Une ville née autour d'un fleuve
Une ville née autour d'un fleuve
La mairie de Santa Eularia se trouve dans la partie est d'Ibiza, juste après la capitale. Le nom de Santa Eulària des Riu est né au XVIe siècle. Ses habitants ont décidé de construire leur église en l'honneur de cette sainte, alors qu'auparavant le village était appelé Xarc, ce qui signifie levant en arabe. La beauté de ce petit village ibicenco est due à sa structure et à son emplacement géographique exceptionnel : sur son territoire se trouve le seul fleuve des îles Baléares.
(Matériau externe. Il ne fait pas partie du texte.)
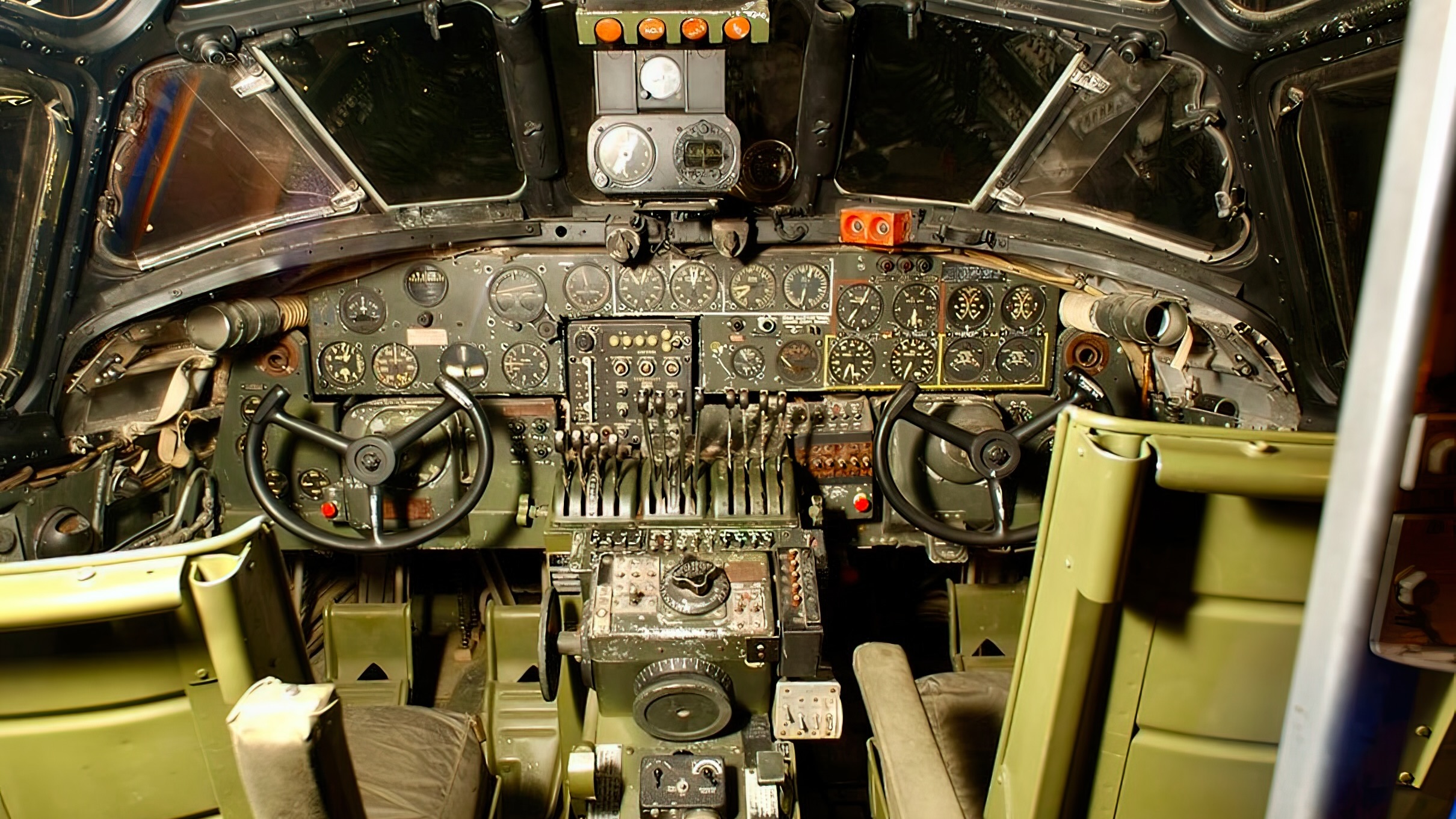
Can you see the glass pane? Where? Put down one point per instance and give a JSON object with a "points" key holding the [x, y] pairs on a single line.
{"points": [[1138, 153], [423, 120], [34, 162], [931, 117], [199, 165]]}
La présence de ce fleuve a toujours été une grande ressource pour Santa Eularia, car l'eau était utilisée pour irriguer les grandes parcelles de l'île. Le premier centre urbain de Santa Eulària a été construit près du temple, au sommet du Puig de Missa, et aussi près de Es Molins (les moulins). Les premières maisons de ce qui est aujourd'hui appelé Villa de Santa Eulària (la commune de Santa Eulària) ont été construites à la fin du XVIIIe siècle, lorsque le danger des incursions pirates avait pratiquement disparu, et ainsi le grand développement de la région a commencé vers 1960. L'existence du fleuve a été fondamentale pour la vie de ce village : son importance était due au fait que l'écoulement continu de l'eau permettait de faire fonctionner les moulins situés au pied du Puig de Missa. Ces moulins, et la farine qu'ils produisaient, étaient d'une importance vitale également pour la ville d'Eivissa jusqu'au XVIIIe siècle, car toute l'île en tirait son pain, à une époque où cet aliment était essentiel à la vie de tous.
Moulins, chapelles baroques et Porxos
Ainsi, en peu de temps, la zone des moulins est devenue le centre névralgique de l'île, mais aussi malheureusement la cible de violentes attaques et de vols, tant de personnes que de marchandises. En effet, en raison de ces incursions, les meuniers et les agriculteurs se réfugiaient dans l'église sur la colline dès qu'ils entendaient l'alarme des cornes et des cloches, ou les signaux de fumée et de feu. À partir de la seconde moitié du XVIIe siècle, les dangers venant de la mer ont diminué et l'église de Santa Eulària a augmenté sa taille avec l'ajout de chapelles baroques et des célèbres porxos, lieux typiques du village où se réfugiaient les fidèles avant d'entrer ou de sortir de la messe du dimanche. Cette zone était très importante pour la vie sociale de la population qui se rassemblait ici pour la lecture des édits officiels et des discours, mais représentait aussi le lieu où les jeunes échangeaient leurs premiers regards amoureux et faisaient leurs premières déclarations d'amour. En 1782, la chapelle de Santa Eulària est devenue une véritable paroisse.
Le Puig de Missa
Déclaré Bien d'Intérêt Paysager en 1952 et en 1985, Bien d'Intérêt Culturel, le Puig de Missa est un complexe architectural important et un élément emblématique du patrimoine du village de Santa Eulària des Riu. Son nom vient du fait qu'il y a une église du XVIe siècle, à son point le plus élevé, qui est maintenant une paroisse. Le Puig de Missa est un petit mont qui domine une zone fertile traversée par le seul fleuve des Baléares. L'église qui s'y dresse a été construite au XVIe siècle comme élément de défense et de contrôle de l'île, mais aussi comme point de repère pour les premières maisons qui se construisaient autour. L'une de ces maisons sert aujourd'hui de siège au Musée Ethnologique d'Ibiza et de Formentera. La structure centrale du temple est formée d'une série de constructions ajoutées pour essayer de cacher son aspect de forteresse. En effet, deux chapelles latérales et les porxos, lieu de réunion d'une communauté, ont été ajoutés. L'autel principal est baroque, tandis qu'entre les images se distingue le Christ lié à la colonne, œuvre du XVIIe siècle.
Églises et aqueducs
Il vaut également la peine de visiter la Chèrie de Sant Carles de Peralta. Construite à la fin du XVIIIe siècle, elle possède l'un des porxos les plus beaux de l'île, composé de rangées de colonnes. L'endroit où se dresse le temple était célèbre pour la richesse de son paysage, mais a malheureusement été modifié par une urbanisation intense. À l'intérieur, se trouve un confessionnal provenant probablement du XIXe siècle. Enfin, très près de S'Argamassa se trouve un aqueduc en pierre de 425 mètres de longueur, avec un réseau de canaux pour le transport de l'eau dans la partie supérieure. L'aqueduc, de style roman, datant du Ier siècle, faisait sûrement partie de certaines installations industrielles utilisées pour la salaison du poisson (I et II siècle après J.-C.). En s'enfonçant quelques mètres dans la mer, on peut voir la continuation du canal qui sort brusquement d'une roche devenue aujourd'hui un rocher.